The song is central to the plot of the 1949 film Mighty Joe Young, as it is used throughout the film to calm the title character, a large gorilla.

In 2018, the song "Beautiful Dreamer" was used in the supernatural film Winchester. The opening lines of the song are heard during the official trailer. The lyrics are also heard throughout the movie, as a young boy begins to sing them when he has been possessed by a malicious spirit.

A cover version of the song with lyrics written by Rafael Jaime and titled Brave Angel was prominently featured in the final scene of the 2024 live-action Mexican independent short film Mi Hermano Lobo (My Brother Wolf).

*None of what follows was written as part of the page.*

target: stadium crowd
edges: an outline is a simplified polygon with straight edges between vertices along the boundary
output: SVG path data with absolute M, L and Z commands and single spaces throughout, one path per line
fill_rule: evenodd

It was used as a hopeful and uplifting farewell lullaby and was performed by 13-year-old stage actor and music student Héctor Mateo García Díaz Infante in the lead role of Mowgli (in his film debut). Mowgli sings it to comfort his young protege Rafael (Jorge Luis Jiménez Avilés) before departing back to the jungle.

===Literature===
The song is pivotal to E. B. White's 1970 novel The Trumpet of the Swan. Louis the trumpeter swan learns the tune during his long journey to find his voice via a stolen trumpet and a chalk slate. In a climactic scene, he belts out its poetry on his trumpet at dawn, declaring his love in the Philadelphia Zoo to the beautiful swan Serena, the object of his long unrequited love. White also includes the public domain sheet music in the novel, perhaps to encourage similarly dramatic loving gestures. The song was also used in The Diviners book 2, Lair of Dreams by Libba Bray.